Todo indica que nos las habemos con un texto novelesco, ficticio, que intenta recrear una época histórica. Digo novelesco porque ahí está, obviamente, el quid de la cuestión. Si El turno del escriba es ficción sus autoras no han calculado con suficiente holgura el salto que debían realizar. Porque sí, se recrea toda una época, se ofrecen miles de detalles que indican que Montes y Wolf han realizado una tarea encomiable y titánica de reconstrucción histórica (los agradecimientos al final del libro así lo delatan), hay un aire de época, una fidelidad extrema, un querer trasladar al lector el flujo de pensamiento que reinó en la Génova del XIII. Pero la novela, bajo tanta maravilla, no es creíble. El lenguaje, las formas de expresión, el cómo sienten los personajes, cómo miran, cómo piensan no es verosímil. El lector no logra sucumbir a todo este mundo porque falta magia y falta tensión. De tan explícito resulta tosco, sin que ni tanta palabra en italiano (¿con qué intención?) o tanta digresión sin sentido y extremadamente largas cobren un lugar en la estructura de la novela. Mucha seriedad que dibuja en el lector una leve sonrisa.

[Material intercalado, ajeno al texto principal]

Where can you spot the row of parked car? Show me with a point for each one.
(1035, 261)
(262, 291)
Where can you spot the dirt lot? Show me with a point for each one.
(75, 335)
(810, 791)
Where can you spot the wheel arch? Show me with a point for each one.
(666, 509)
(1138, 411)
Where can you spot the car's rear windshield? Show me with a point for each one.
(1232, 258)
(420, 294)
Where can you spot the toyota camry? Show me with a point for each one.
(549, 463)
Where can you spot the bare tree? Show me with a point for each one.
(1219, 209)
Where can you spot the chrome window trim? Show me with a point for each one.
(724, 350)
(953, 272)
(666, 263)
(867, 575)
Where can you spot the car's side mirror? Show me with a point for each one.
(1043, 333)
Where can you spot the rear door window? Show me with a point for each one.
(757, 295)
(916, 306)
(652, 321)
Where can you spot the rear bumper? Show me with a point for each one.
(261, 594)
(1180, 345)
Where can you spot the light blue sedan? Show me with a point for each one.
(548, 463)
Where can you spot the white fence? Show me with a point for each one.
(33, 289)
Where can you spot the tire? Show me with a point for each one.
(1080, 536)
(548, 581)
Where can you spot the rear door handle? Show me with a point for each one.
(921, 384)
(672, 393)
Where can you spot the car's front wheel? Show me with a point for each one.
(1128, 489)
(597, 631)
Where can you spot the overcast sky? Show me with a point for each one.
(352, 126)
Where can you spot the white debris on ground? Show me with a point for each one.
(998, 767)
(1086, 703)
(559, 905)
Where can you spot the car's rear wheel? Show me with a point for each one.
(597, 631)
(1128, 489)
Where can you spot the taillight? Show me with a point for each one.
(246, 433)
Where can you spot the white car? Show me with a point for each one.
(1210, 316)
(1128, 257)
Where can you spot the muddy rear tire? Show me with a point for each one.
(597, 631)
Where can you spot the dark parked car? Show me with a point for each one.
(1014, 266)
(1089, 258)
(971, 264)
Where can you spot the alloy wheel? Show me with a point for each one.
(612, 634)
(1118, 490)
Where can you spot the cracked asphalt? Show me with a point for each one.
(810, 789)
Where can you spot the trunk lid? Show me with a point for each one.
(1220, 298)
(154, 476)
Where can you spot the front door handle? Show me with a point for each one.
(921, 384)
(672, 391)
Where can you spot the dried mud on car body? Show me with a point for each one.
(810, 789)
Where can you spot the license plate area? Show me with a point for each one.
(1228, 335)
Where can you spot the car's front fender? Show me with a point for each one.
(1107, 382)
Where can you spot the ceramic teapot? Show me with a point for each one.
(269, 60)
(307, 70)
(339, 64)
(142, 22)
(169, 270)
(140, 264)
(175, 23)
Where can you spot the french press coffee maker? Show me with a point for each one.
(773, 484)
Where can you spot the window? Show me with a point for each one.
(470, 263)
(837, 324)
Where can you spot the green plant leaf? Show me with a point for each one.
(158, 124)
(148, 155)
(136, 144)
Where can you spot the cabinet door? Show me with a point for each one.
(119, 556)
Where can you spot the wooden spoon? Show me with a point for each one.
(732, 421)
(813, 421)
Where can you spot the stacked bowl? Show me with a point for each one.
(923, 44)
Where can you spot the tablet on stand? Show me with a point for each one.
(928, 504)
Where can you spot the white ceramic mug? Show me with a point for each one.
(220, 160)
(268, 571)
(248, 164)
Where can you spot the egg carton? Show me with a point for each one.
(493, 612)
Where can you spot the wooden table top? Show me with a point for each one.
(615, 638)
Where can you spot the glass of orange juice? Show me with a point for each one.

El error que a buen seguro una novela de corte histórico debe evitar a toda costa es naufragar a la referencia, al dato, al detalle. No digo que no tenga que aparecer, digo que debe aparecer sin que el lector lo perciba. Ese es el hechizo que aquí no aparece. Se tiene la sensación que estamos ante una clase magistral de historia. Poco se intuye, poco se sugiere, poco se presenta levemente para que el lector también participe del juego. Todo empieza y termina en la omnipresente voz del narrador o de Rustichello que afirma de su propio relato: “La repetición había gastado la historia [….] La voz del narrador, nunca demasiado viva, nunca impetuosa, se había alisado hasta volverse una sola planicie monótona donde los pastos sucedían a otros pastos. Y si la palabra no vibraba al contar, si no vibraba ni siquiera un poco, si la convicción se debilitaba, si el narrar mantenía la apariencia pero no la consistencia, aunque la cabeza del que contaba estuviese llena de cosas maravillosas como un cofre turco, el interés del que escucha, y con él la sorpresa, se escurría.” Acertó.